Documentation: create new scheduler/ subdirectory

The top-level Documentation/ directory is unmanageably large, so we should take any obvious opportunities to move stuff into subdirectories. These sched-*.txt files seem an obvious easy case. Signed-off-by: J. Bruce Fields <bfields@citi.umich.edu> Cc: Ingo Molnar <mingo@elte.hu> Acked-by: Randy Dunlap <randy.dunlap@oracle.com> Signed-off-by: Andrew Morton <akpm@linux-foundation.org> Signed-off-by: Linus Torvalds <torvalds@linux-foundation.org>
author: J. Bruce Fields <bfields@citi.umich.edu> 2008-02-07 03:13:37 -0500
committer: Linus Torvalds <torvalds@woody.linux-foundation.org> 2008-02-07 11:42:17 -0500
commit: 9b8eae7248dad42091204f83ed3448e661456af1 (patch)
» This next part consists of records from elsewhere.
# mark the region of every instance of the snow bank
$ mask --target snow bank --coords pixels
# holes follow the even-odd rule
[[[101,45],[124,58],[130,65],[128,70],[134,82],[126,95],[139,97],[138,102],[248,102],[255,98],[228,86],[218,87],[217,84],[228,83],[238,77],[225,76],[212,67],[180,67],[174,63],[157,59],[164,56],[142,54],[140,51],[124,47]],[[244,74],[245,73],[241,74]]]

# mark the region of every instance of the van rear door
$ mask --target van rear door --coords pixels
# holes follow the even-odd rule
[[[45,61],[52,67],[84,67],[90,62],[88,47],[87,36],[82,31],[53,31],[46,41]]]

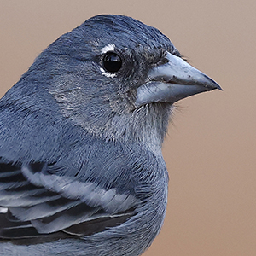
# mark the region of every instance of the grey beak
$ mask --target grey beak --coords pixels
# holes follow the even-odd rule
[[[152,102],[174,103],[189,96],[221,87],[182,58],[167,53],[167,63],[148,73],[148,82],[137,88],[136,107]]]

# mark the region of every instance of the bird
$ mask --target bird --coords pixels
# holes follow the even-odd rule
[[[0,255],[143,253],[166,212],[174,103],[215,89],[131,17],[57,38],[0,101]]]

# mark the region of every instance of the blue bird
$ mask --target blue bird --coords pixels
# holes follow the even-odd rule
[[[131,17],[61,36],[0,101],[0,255],[141,255],[166,214],[173,103],[214,89]]]

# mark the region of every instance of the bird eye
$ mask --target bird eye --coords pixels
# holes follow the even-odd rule
[[[103,67],[108,72],[118,72],[122,67],[122,60],[116,53],[108,52],[103,58]]]

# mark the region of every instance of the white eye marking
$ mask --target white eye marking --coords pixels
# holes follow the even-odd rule
[[[101,49],[101,53],[104,54],[108,51],[114,51],[115,45],[108,44]]]
[[[100,70],[102,73],[102,74],[104,76],[106,76],[107,78],[114,78],[116,76],[115,73],[110,73],[106,72],[102,67],[101,67]]]

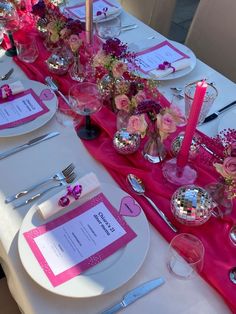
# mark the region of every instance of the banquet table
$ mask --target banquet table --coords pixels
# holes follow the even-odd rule
[[[121,18],[123,24],[138,24],[137,29],[121,33],[119,38],[124,42],[136,42],[152,36],[162,38],[162,35],[126,12],[122,12]],[[4,50],[1,49],[0,74],[4,74],[11,67],[14,68],[13,79],[27,78],[25,73],[11,58],[6,57]],[[210,113],[235,100],[236,85],[200,60],[197,60],[196,67],[188,75],[175,80],[161,81],[159,90],[168,100],[171,100],[170,87],[183,87],[189,82],[204,77],[214,82],[219,92]],[[218,123],[219,119],[216,119],[200,126],[199,130],[209,136],[214,136],[217,134]],[[232,313],[223,298],[200,276],[197,275],[190,280],[180,280],[169,273],[166,267],[168,242],[151,224],[150,247],[143,265],[127,283],[108,294],[91,298],[63,297],[43,289],[32,280],[25,271],[18,253],[18,232],[30,205],[13,209],[10,204],[6,205],[4,203],[5,197],[11,195],[14,191],[18,191],[23,186],[30,186],[57,172],[58,169],[63,169],[70,162],[76,165],[79,176],[93,171],[101,182],[117,186],[117,183],[105,168],[87,152],[74,129],[63,127],[56,121],[55,117],[46,125],[31,133],[0,138],[0,151],[25,143],[29,139],[50,131],[58,131],[60,135],[0,161],[0,262],[6,273],[11,294],[22,313],[100,313],[103,309],[121,300],[127,291],[145,281],[160,276],[163,276],[166,280],[163,286],[139,299],[123,312],[127,314]],[[41,200],[46,200],[54,193],[55,191],[49,192]],[[132,256],[130,256],[130,259],[132,259]]]

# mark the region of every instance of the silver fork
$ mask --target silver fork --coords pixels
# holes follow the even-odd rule
[[[62,179],[59,184],[54,185],[54,186],[51,186],[50,188],[47,188],[46,190],[44,190],[44,191],[42,191],[42,192],[40,192],[40,193],[37,193],[37,194],[33,195],[31,198],[27,199],[26,201],[23,201],[23,202],[21,202],[21,203],[19,203],[19,204],[17,204],[17,205],[14,205],[13,208],[18,208],[18,207],[21,207],[21,206],[23,206],[23,205],[30,204],[30,203],[32,203],[33,201],[35,201],[35,200],[37,200],[38,198],[40,198],[42,195],[48,193],[49,191],[51,191],[51,190],[53,190],[53,189],[58,188],[58,187],[63,186],[63,185],[65,186],[65,185],[67,185],[67,184],[72,183],[72,182],[75,180],[75,178],[76,178],[76,173],[75,173],[75,172],[72,172],[68,177]]]
[[[64,180],[66,177],[68,177],[69,174],[72,173],[72,171],[75,169],[75,166],[73,163],[69,164],[69,166],[67,166],[65,169],[63,169],[62,171],[58,172],[58,173],[55,173],[53,176],[47,178],[47,179],[44,179],[43,181],[39,182],[39,183],[36,183],[32,186],[30,186],[29,188],[26,188],[25,190],[23,191],[20,191],[12,196],[9,196],[5,199],[5,203],[8,204],[14,200],[17,200],[18,198],[28,194],[29,192],[33,191],[34,189],[38,188],[39,186],[51,181],[51,180],[54,180],[54,181],[61,181],[61,180]]]

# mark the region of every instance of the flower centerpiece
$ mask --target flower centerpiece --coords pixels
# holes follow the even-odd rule
[[[95,77],[104,103],[113,111],[116,111],[115,96],[129,89],[128,65],[134,62],[134,58],[127,45],[118,38],[108,39],[93,58]]]
[[[218,214],[223,217],[231,213],[236,197],[236,131],[223,130],[213,140],[216,146],[223,145],[223,158],[220,162],[213,162],[220,177],[217,182],[207,185],[206,189],[216,203]]]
tree: 1e300d41f8aaa9c258c179024ba63799a79f5a6f /Documentation/scheduler/sched-nice-design.txt
parent: d3cf91d0e201962a6367191e5926f5b0920b0339 (diff)
1 files changed, 108 insertions, 0 deletions
diff --git a/Documentation/scheduler/sched-nice-design.txt b/Documentation/scheduler/sched-nice-design.txt
new file mode 100644
index 000000000000..e2bae5a577e3
--- /dev/null
+++ b/Documentation/scheduler/sched-nice-design.txt
@@ -0,0 +1,108 @@
+This document explains the thinking about the revamped and streamlined
+nice-levels implementation in the new Linux scheduler.
+Nice levels were always pretty weak under Linux and people continuously
+pestered us to make nice +19 tasks use up much less CPU time.
+Unfortunately that was not that easy to implement under the old
+scheduler, (otherwise we'd have done it long ago) because nice level
+support was historically coupled to timeslice length, and timeslice
+units were driven by the HZ tick, so the smallest timeslice was 1/HZ.
+In the O(1) scheduler (in 2003) we changed negative nice levels to be
+much stronger than they were before in 2.4 (and people were happy about
+that change), and we also intentionally calibrated the linear timeslice
+rule so that nice +19 level would be _exactly_ 1 jiffy. To better
+understand it, the timeslice graph went like this (cheesy ASCII art
+alert!):
+                   A
+             \     | [timeslice length]
+              \    |
+               \   |
+                \  |
+                 \ |
+                  \|___100msecs
+                   |^ . _
+                   |      ^ . _
+                   |            ^ . _
+ -*----------------------------------*-----> [nice level]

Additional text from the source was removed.